Dealers such as importers and wholesalers will need to obtain the relevant licence(s) from the HSA in order to import or supply by wholesale therapeutic products in Singapore.

 

Medical devices

In general, all medical devices (including in vitro medical devices) must be registered with the HSA by a locally registered company, before they can be supplied in the Singapore market. This is subject to certain exceptions, such as for the following types of medical devices:

• custom-made medical devices;
• medical devices which have underwent maintenance or repair;
• medical devices for patients’ use;
• Class A medical devices; and
• medical devices to be used in clinical research.

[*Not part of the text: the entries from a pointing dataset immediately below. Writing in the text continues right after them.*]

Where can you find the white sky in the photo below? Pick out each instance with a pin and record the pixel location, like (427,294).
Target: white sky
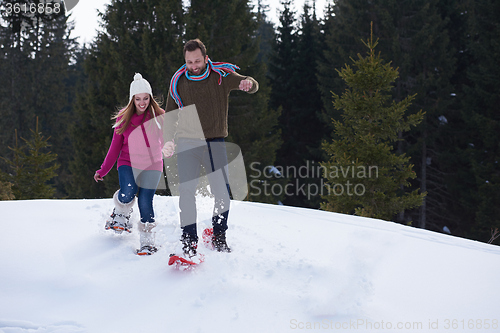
(87,21)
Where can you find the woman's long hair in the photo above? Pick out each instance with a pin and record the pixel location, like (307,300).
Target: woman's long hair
(124,115)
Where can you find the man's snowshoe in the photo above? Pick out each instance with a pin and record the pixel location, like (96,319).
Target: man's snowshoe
(146,250)
(215,242)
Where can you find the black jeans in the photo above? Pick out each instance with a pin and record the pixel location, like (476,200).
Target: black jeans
(193,154)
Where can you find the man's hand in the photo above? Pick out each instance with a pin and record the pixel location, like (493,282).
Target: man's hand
(168,149)
(246,85)
(97,177)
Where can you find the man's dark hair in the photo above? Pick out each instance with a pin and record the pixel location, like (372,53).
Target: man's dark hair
(194,44)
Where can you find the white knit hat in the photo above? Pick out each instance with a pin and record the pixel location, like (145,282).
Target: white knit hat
(139,86)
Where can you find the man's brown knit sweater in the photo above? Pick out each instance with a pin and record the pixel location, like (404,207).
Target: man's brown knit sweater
(211,101)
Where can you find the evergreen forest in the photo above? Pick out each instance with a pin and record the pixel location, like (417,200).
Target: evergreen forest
(406,89)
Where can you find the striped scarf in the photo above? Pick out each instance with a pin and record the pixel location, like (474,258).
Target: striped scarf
(221,68)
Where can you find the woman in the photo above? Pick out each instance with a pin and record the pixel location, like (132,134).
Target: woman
(139,155)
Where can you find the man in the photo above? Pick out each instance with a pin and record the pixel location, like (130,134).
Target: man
(206,85)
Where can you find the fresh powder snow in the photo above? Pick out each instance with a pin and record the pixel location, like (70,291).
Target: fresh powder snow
(290,270)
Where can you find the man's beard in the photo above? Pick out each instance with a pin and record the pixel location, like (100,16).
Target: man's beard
(202,70)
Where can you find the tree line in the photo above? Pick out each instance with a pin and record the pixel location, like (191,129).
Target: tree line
(444,52)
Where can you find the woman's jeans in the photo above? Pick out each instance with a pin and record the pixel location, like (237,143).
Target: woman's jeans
(142,183)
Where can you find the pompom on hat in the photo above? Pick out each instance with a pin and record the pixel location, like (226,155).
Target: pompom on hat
(139,86)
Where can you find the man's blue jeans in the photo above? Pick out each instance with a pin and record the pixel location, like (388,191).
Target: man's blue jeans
(148,181)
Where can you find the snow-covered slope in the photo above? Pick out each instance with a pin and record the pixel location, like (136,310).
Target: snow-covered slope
(291,270)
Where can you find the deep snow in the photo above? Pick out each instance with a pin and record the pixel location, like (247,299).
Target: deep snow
(291,270)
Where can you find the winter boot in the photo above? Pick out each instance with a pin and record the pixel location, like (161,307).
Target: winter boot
(119,220)
(219,242)
(189,246)
(147,238)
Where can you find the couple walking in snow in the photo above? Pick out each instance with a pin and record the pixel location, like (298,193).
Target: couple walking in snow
(206,86)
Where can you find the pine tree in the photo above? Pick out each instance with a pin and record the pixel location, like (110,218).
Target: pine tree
(36,56)
(364,175)
(480,113)
(32,167)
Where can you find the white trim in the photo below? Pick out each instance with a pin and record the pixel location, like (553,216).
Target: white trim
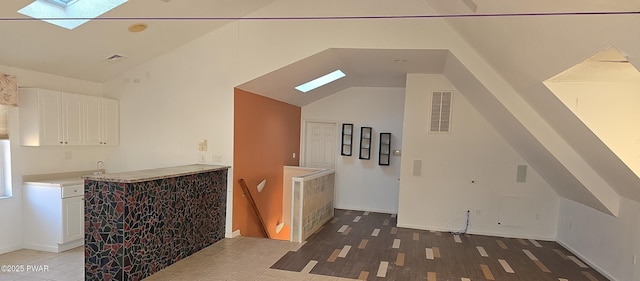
(494,234)
(10,249)
(587,261)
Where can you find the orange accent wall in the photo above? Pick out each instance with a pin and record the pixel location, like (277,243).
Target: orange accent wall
(266,134)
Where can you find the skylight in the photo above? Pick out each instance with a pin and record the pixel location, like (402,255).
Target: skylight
(321,81)
(69,13)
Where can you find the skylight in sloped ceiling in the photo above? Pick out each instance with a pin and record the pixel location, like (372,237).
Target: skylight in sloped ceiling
(69,13)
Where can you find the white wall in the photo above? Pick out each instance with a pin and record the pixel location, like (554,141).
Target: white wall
(607,243)
(609,110)
(473,151)
(186,95)
(363,184)
(37,160)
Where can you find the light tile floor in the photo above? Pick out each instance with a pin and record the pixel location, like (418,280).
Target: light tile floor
(241,259)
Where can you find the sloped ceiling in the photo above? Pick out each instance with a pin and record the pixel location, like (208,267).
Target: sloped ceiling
(80,53)
(526,47)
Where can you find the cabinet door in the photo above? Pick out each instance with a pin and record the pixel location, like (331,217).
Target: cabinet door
(93,120)
(72,219)
(50,112)
(72,119)
(110,122)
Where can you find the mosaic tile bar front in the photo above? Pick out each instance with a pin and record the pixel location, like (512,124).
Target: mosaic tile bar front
(134,229)
(312,203)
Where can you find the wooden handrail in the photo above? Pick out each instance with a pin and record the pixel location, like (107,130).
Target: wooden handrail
(247,194)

The HSA classifies medical devices into four risk level classifications, namely:

• Class A, for low risk devices, such as wheelchairs and tongue depressors;
• Class B, for low to moderate risk devices, such as hypodermic needles and suction equipment;
• Class C, for moderate to high risk devices, such as lung ventilators and bone fixation plates; and
• Class D, for high risk devices, such as heart valves and implantable defibrillators.

The risk classification for a medical device is based on several factors, including the duration of medical device contact with the body, the degree of invasiveness, whether the medical device delivers medicinal products or energy to the patient, whether the device is intended to have a biological effect on the patient, and its local versus systemic effects.

Similarly, in vitro medical devices are classified under one of the four different risk level classifications:

• Class A, for devices with low individual risk and low public health risk, such as specimen receptacles;
• Class B, for devices with moderate individual risk and/or low public health risk, such as Vitamin B-12, pregnancy self-testing, anti-nuclear antibody, and urine test strips; and
• Class C, for devices with high individual risk and/or moderate public health risk, such as blood glucose.

The classification of an in vitro medical device is determined based on a set of rules derived from those features that create risk, such as the intended purpose and indications for use as specified by the product owner; the technical, scientific or medical expertise of the intended user; the importance of the information to the diagnosis, taking into consideration the natural history of the disease or disorder including presenting signs and symptoms which may guide a physician; and the impact of the result to the individual and/or public health.

PRICING AND REIMBURSEMENT

The prices of therapeutic products (including biological therapeutic products) and medical devices are generally not regulated by the Singapore government. However, public sector hospitals in Singapore generally purchase medicinal products through centralised Group Procurement Offices (GPOs) by way of tender contracts, and this operates in some way to regulate the prices of therapeutic products and medical devices.

The national healthcare system in Singapore operates on mixed financing system that provides multiple tiers of financing for its citizens and residents. Apart from direct subsidies for services and drugs at public healthcare institutions, the Singapore government also administers a number of drug subsidy schemes. These include the Medication Assistance Fund (see Chapter 1, Question 10) and the Standard Drug List, to ensure that eligible patients have access to effective medications for medical conditions that are common in Singapore.

 

3. What are the steps to obtain authorization to develop, test, and market a product?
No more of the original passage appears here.